O açougueiro, por trás do balcão, se inclina vagarosamente para a frente e oferece uma linguiça, que nosso sujeito aceita e depois volta para casa. Ah, esqueci de uma coisa. No meio de tudo isso, há uma tomada de uma mulher carregada de malas tentando subir a escada para chegar à porta de sua casa. Ela vai cambaleando e deixa cair as chaves. Quando se curva para apanhá-las, uma mão aparece por baixo de sua saia e chega lá primeiro (ri). É totalmente maluco. A coisa toda leva apenas 60 segundos.
Pergunta - (rindo) Soa fantástico. Por que foi rejeitado?
Hirst - Foi a agência com a qual eu trabalhava na época que fez dar errado. Eu disse a eles, na época, que não queríamos publicidade, que tudo estava certo e todo mundo estava contente com a edição final. Depois, a agência e o "The Independent" transformaram a história em notícia de primeira página: vacas mortas caindo do teto, globos oculares decepados, larvas, ânus expelindo feijão... dá para imaginar.
Então, quando Ted Turner, da TNT, ficou sabendo -ele é totalmente ecológico, casado com Jane Fonda e tem uma fazenda de búfalos no Texas-, ficou possesso. Dá para imaginar a cena: de manhã, ele está na banheira, lendo o noticiário internacional, provavelmente ao lado de Jane, e dá de cara com uma manchete tipo: "TNT, Choque, Horror, Loucura, Ted Ficou Maluco".

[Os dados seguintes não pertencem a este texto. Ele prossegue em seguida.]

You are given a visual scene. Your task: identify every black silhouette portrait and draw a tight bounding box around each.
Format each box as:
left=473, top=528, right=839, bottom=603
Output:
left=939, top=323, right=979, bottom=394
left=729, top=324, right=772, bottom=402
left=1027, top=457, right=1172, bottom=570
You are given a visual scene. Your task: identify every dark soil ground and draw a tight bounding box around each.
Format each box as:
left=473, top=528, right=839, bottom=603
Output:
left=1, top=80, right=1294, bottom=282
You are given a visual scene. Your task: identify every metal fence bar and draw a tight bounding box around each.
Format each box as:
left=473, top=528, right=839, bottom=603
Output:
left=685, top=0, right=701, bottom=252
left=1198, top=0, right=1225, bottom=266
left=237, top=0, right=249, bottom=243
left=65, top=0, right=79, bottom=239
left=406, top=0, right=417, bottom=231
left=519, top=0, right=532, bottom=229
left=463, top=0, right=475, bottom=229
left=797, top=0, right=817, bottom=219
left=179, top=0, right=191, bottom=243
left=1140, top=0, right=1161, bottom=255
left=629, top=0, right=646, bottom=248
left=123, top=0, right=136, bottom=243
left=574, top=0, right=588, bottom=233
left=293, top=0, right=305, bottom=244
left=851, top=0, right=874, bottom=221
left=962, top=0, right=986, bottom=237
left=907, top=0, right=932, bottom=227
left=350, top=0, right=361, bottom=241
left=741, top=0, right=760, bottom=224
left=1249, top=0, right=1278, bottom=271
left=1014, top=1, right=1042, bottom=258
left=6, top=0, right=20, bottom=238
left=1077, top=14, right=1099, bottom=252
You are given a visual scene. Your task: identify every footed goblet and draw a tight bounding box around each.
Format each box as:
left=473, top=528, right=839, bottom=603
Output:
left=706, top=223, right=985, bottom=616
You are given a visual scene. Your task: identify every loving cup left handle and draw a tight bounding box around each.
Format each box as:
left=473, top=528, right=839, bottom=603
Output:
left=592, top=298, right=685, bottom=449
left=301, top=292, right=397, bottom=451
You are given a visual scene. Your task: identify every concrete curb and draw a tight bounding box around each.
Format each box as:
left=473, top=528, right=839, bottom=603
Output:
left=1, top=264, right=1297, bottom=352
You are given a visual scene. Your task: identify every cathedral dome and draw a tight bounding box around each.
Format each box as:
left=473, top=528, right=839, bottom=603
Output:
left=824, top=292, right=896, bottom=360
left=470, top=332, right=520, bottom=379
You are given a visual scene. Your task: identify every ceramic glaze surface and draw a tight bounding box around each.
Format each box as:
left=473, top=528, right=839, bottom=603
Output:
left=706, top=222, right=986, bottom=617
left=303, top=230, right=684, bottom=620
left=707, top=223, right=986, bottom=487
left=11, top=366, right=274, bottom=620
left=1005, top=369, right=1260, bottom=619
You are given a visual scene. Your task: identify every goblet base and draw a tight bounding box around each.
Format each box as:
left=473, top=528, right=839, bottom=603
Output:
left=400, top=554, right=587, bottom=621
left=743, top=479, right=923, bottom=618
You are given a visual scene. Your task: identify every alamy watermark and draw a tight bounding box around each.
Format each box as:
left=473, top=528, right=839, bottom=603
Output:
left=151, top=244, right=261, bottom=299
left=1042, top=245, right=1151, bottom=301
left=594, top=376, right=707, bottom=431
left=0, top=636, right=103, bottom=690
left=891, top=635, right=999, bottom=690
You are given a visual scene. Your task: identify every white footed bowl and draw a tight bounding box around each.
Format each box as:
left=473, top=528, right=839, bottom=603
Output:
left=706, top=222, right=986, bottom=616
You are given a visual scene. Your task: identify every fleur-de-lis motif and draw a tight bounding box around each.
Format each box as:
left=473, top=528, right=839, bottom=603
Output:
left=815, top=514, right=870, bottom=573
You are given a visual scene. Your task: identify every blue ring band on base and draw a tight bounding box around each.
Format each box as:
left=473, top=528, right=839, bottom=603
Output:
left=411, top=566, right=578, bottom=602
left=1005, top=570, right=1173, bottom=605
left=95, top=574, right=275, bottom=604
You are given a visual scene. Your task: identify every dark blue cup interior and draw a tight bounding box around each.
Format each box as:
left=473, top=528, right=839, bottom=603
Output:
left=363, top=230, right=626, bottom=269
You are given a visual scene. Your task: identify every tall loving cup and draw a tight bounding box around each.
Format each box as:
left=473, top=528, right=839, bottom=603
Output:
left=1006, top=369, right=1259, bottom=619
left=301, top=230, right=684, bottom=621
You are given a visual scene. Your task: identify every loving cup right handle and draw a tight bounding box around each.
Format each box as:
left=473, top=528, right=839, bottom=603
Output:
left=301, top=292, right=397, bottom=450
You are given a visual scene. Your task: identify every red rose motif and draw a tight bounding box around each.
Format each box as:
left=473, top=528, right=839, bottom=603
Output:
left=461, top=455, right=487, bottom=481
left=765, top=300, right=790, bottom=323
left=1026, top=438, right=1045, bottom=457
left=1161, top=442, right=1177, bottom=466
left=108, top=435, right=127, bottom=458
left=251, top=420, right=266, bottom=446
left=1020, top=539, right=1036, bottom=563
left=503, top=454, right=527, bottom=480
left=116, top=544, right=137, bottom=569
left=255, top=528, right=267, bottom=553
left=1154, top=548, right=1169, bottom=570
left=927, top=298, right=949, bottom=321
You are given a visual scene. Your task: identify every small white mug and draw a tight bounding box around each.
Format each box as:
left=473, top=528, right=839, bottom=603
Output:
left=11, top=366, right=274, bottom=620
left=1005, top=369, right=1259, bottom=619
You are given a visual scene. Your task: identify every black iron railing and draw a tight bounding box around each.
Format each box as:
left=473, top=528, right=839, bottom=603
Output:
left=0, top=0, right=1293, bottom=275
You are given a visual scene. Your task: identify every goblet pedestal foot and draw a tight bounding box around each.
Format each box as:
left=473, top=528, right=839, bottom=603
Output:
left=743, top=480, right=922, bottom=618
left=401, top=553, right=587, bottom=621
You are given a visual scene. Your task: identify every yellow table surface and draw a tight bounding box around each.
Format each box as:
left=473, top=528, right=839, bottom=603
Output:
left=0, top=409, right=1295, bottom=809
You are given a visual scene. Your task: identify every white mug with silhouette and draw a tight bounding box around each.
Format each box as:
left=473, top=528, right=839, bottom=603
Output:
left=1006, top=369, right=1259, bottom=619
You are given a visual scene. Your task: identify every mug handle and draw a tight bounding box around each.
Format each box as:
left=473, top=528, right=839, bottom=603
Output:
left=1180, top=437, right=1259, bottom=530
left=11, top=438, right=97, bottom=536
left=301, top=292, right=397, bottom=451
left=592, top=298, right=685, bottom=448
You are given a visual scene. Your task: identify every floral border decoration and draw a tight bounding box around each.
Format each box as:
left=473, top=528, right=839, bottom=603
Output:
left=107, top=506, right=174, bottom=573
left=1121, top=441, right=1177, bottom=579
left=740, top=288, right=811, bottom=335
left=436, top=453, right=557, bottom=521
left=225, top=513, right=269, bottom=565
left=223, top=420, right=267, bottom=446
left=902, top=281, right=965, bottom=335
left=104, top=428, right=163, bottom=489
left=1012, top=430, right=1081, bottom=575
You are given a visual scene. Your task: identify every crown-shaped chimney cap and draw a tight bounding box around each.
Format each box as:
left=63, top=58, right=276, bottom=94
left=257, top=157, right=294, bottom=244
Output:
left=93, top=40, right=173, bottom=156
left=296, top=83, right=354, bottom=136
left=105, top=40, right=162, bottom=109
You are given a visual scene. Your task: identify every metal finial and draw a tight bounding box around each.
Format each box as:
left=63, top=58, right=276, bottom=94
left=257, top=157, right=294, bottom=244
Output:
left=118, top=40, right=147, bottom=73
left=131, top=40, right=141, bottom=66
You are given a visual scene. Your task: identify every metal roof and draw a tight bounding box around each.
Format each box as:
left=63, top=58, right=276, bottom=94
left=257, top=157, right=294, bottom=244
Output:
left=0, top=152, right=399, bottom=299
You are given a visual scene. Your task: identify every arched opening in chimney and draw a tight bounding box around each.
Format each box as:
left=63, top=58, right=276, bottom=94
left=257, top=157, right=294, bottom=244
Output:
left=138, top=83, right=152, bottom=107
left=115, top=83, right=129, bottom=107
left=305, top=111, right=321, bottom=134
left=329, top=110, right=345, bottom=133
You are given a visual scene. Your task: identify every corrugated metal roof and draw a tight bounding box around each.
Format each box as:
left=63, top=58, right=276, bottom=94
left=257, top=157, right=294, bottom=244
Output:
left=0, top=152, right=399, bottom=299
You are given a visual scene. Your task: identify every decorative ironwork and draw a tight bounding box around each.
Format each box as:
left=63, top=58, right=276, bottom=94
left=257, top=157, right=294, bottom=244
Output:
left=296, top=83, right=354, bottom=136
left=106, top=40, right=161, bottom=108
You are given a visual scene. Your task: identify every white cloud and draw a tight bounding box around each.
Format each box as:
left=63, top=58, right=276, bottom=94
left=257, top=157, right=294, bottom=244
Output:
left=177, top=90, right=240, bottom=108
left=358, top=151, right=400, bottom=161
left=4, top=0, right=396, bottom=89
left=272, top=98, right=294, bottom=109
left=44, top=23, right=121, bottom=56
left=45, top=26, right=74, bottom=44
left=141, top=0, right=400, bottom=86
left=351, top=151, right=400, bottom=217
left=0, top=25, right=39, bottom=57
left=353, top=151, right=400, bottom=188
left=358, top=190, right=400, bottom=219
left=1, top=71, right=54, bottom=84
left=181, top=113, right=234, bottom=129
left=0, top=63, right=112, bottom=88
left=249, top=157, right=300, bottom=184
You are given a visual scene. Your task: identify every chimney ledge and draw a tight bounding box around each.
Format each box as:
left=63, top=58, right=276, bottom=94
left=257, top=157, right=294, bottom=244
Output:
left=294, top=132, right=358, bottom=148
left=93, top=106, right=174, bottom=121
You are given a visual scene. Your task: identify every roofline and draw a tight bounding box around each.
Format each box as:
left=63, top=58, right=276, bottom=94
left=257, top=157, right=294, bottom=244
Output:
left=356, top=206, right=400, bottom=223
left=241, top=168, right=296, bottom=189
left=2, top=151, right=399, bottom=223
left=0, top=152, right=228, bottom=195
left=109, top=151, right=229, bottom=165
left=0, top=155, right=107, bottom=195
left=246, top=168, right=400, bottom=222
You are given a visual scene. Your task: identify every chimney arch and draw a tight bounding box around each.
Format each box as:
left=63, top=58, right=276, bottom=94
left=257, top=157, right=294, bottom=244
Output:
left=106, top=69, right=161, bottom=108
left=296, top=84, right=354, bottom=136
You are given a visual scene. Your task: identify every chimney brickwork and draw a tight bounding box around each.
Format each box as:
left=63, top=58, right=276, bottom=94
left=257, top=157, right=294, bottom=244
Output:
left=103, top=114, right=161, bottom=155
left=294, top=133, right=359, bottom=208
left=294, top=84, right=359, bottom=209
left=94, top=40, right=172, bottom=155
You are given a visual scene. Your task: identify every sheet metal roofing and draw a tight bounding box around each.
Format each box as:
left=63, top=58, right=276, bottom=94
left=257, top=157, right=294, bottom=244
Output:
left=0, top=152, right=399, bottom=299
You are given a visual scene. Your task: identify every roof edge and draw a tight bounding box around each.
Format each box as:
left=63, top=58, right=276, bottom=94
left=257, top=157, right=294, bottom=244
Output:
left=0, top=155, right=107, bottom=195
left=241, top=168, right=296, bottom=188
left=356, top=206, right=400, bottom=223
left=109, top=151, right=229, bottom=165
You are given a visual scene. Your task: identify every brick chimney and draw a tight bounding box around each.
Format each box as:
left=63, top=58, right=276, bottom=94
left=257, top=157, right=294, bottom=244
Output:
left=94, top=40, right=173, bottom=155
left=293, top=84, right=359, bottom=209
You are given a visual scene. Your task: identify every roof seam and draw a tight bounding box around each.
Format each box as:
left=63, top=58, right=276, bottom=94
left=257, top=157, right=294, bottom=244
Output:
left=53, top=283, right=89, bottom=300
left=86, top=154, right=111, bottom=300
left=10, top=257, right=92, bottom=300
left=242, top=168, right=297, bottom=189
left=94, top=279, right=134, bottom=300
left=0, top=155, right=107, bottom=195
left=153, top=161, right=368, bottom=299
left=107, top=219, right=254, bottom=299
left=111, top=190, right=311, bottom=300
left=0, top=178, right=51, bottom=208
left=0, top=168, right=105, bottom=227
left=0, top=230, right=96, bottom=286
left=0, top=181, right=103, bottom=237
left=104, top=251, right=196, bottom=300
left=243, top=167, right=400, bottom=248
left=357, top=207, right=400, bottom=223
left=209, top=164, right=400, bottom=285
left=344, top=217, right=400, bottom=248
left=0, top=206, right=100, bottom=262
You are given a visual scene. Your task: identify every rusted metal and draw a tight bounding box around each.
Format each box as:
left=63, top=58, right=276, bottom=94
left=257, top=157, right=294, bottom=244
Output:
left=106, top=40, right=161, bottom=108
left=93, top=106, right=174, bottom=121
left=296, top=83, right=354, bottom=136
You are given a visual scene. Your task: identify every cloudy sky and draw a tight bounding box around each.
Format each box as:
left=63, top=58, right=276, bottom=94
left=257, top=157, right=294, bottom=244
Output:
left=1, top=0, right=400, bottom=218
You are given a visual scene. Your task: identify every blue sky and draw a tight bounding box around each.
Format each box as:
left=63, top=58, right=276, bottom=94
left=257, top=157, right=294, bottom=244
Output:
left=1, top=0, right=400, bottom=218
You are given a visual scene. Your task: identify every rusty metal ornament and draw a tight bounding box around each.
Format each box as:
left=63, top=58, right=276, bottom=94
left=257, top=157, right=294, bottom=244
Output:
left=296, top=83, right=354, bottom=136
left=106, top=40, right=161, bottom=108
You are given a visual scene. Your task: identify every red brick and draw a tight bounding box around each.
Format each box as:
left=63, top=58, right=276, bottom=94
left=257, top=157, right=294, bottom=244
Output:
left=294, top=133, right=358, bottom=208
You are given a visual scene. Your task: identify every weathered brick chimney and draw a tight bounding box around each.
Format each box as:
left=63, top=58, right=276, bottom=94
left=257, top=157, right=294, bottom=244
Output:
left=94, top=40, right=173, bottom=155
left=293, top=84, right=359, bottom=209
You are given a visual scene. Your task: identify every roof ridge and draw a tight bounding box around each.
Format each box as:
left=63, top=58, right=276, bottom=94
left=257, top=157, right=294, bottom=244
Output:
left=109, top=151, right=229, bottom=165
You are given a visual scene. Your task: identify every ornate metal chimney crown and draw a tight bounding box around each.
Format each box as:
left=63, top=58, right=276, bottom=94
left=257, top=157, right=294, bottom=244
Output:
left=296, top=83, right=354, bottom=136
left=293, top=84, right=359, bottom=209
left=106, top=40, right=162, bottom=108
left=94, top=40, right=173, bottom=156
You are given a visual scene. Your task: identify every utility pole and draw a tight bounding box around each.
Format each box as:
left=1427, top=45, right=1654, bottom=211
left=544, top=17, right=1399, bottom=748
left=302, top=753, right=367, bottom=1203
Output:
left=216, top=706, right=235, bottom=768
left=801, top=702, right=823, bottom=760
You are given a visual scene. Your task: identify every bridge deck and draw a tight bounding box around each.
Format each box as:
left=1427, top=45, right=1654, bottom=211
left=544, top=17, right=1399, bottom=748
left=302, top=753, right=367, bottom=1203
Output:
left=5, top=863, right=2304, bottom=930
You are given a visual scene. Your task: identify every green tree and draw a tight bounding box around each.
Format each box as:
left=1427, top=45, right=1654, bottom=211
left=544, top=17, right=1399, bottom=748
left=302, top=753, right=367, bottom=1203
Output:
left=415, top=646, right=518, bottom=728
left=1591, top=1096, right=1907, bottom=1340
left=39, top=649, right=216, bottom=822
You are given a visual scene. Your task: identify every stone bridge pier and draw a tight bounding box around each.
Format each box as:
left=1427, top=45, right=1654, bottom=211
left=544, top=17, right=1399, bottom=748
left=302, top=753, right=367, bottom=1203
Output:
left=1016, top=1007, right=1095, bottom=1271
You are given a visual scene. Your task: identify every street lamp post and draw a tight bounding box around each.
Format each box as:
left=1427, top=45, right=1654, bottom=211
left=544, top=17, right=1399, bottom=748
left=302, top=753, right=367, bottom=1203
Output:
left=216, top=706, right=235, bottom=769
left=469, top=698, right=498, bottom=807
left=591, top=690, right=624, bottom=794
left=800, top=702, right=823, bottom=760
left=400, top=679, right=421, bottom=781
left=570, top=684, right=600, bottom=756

Então foi isso que desencadeou tudo. Fui convocado para uma reunião com o diretor de marketing aqui, que me disse: "Escute aqui, Damien, vou ter que falar com Ted sobre este comercial", e eu falei: "O que você vai dizer a ele?". Ele me chamou de lado e disse: "Não se preocupe, eu resolvo tudo. Já vi o comercial e acho que os jornais exageraram. Na realidade, é simples e direto. Vou lá e vou arriscar meu emprego por esse trabalho, porque acredito 100% nele". Nunca mais vi o sujeito. Ele foi demitido! (ri). Perdeu seu emprego.
Hoje em dia, não consigo cópias do filme nem para mim mesmo. A TNT ficou tão constrangida com a história toda que anda negando que teve qualquer coisa a ver com ela. Dá para imaginar isso? Meu primeiro trabalho, 40 mil libras. Espantoso.
Pergunta - Certa vez, no início dos anos 70, Chris Burden comprou 25 segundos de publicidade na TV e filmava a si mesmo, arrastando-se sobre vidro moído. Uma intervenção direta na mídia. Alguma vez você já pensou em comprar espaço publicitário ao atacado, dessa maneira?
Hirst - Conheço o trabalho, mas não sabia que ele o fazia na TV. Eu adoraria comprar espaço publicitário desse jeito, mas custa muito caro. Venho pensando em reunir toda uma série de falsos comerciais e colocá-los no ar, talvez na BBC, porque ela não tem anúncios enquanto tais. Possivelmente, até mesmo inseri-los entre comerciais de verdade. Vou tentar, com certeza. Eu quero, em especial, fazer um comercial para um líquido laxante que não existe.
Pergunta - O que você acha que tem mais integridade, a publicidade ou o mercado de arte?
Hirst - A publicidade, porque não vem acompanhada de frescura nenhuma. Ela vai direto ao ponto, não mente, fala a verdade, fatura dinheiro, dá risada -ela é a verdade, porque vende um produto.
Pergunta - É o mercado massivo da publicidade que o seduz? O fato de poder falar a milhões de pessoas simultaneamente?
Hirst - Talvez. Mas o que eu realmente adoro na publicidade deste país é que o público em geral tem uma educação visual tão boa, devido aos bilhões de libras que as multinacionais gastam com publicidade todo ano. Adoro isso. O fato é que se investe muito nos comerciais só para vender um produto.